I’ve talked about this before, but given the circumstances I find myself in of late, I thought it was worth readdressing for those who missed the topic the first time around. And that topic: money and when you get it.

It’s no secret to anyone who pays attention that the money situation when it comes to writing is pretty bad. I’ve done markedly better than most over the past couple of years, for which I am eternally grateful to my publisher, but the majority of folks out there will make better income begging on a street corner or busking in subway stations than they will from writing. As I’ve discussed, the average advance these days is around $5,000. If you don’t have an agent, lop approximately $1,000 off that. So you see that even a part-time job at minimum wage earns significantly more than writing, and probably involves fewer hours of effort into the bargain.

To compound the problem of payment, there is the pace at which the dollars are doled out. This is the absolutely killer part of the equation, and probably the most frustrating for anyone who has bills to pay.

The usual method by which advances are paid is half up front, half on publication. The half up front is great because, well, you get the money right away. Most likely it’s not going to be big money, as we’ve discussed, but it’s money and money is good. The half on publication bit… not so much. Just take a look at the situation with Missing and you’ll see what I mean: it was bought late last year, but isn’t scheduled to hit shelves until sometime in 2014. Which means I don’t get the final payment for about 18 months after the initial deal was made.

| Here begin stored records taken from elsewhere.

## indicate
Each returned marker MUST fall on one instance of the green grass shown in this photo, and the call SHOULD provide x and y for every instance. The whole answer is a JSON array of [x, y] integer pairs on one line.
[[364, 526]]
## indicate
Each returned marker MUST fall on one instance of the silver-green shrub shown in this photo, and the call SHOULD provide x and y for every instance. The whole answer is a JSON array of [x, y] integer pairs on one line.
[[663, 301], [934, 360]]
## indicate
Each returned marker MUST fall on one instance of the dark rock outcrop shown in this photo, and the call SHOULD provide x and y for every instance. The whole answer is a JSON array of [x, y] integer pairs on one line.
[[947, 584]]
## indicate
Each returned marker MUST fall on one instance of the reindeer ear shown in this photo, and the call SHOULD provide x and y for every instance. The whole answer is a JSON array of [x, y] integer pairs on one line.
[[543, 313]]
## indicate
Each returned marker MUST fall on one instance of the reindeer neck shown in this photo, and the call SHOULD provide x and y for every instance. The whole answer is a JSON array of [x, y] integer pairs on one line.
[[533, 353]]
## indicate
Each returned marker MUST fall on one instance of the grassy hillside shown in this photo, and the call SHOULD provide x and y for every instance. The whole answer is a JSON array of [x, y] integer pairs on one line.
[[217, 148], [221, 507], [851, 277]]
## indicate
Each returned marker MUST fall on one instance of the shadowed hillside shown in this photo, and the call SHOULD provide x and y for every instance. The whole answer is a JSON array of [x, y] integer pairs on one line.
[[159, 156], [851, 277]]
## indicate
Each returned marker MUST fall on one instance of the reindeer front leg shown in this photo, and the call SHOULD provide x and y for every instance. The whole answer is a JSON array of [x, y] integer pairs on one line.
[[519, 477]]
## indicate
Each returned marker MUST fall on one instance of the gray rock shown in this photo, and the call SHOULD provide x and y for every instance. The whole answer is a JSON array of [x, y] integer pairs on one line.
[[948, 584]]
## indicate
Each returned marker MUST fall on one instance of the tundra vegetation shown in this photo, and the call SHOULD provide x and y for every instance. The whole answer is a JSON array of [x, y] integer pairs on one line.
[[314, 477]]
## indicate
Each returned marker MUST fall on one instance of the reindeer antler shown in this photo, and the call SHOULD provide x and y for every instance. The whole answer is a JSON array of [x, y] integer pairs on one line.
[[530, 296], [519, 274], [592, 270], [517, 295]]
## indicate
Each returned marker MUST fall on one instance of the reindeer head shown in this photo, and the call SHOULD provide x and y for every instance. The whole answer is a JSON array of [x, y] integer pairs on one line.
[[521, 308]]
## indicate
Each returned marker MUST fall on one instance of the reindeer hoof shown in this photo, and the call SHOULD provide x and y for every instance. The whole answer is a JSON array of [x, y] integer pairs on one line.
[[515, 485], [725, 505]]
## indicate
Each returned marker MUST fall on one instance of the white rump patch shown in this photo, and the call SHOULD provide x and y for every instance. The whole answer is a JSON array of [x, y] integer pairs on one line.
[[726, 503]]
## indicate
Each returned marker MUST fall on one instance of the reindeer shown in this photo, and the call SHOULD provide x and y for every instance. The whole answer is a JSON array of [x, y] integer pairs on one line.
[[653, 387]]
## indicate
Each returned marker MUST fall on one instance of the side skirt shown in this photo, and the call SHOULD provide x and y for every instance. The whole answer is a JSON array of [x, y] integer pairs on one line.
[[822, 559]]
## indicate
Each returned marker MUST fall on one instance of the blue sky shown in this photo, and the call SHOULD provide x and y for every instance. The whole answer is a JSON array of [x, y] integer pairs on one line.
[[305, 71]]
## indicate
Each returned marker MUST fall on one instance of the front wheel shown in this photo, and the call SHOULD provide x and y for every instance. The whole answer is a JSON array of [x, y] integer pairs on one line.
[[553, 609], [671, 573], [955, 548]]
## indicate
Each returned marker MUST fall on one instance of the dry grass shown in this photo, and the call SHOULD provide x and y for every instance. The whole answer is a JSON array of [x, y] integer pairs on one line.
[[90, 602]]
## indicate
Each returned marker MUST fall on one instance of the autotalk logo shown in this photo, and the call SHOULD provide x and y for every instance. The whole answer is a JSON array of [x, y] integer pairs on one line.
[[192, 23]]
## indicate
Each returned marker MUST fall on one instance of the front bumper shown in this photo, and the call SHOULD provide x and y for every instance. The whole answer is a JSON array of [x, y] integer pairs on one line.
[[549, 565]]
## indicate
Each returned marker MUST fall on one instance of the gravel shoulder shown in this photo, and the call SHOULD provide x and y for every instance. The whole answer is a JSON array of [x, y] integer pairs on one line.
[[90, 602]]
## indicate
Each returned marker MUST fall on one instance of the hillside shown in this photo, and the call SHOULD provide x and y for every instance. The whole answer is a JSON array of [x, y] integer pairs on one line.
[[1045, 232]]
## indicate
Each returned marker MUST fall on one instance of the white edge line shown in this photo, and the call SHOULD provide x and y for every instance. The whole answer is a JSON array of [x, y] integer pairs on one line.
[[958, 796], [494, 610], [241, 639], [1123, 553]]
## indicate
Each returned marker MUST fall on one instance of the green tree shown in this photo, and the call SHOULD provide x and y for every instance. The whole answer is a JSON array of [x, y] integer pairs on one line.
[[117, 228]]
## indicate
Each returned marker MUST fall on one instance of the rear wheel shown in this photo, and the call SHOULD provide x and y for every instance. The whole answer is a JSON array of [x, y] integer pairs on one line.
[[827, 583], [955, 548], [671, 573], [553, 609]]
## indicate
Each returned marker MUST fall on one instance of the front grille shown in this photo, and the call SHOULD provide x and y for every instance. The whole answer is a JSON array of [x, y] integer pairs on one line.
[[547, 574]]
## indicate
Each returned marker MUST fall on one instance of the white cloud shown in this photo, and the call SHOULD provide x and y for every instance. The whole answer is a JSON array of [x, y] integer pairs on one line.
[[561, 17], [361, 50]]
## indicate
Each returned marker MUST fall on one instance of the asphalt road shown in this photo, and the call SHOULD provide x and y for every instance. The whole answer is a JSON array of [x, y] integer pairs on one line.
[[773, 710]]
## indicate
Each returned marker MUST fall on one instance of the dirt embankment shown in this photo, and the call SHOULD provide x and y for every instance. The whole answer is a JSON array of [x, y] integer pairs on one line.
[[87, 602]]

That’s the way it works out and I can’t complain.

But if I were in a money bind right now, I’d be seriously desperate. As it is there are no crises demanding access to my bank account, so I’m clear in that regard, but there have been times over the last few years when I have urgently needed a large infusion of cash, only to find myself stuck in the nether zone between payments. This necessitated some hard decisions that I’m still paying for, but what are you gonna do? Not replace the wall in the shower that’s literally crumbling into pieces?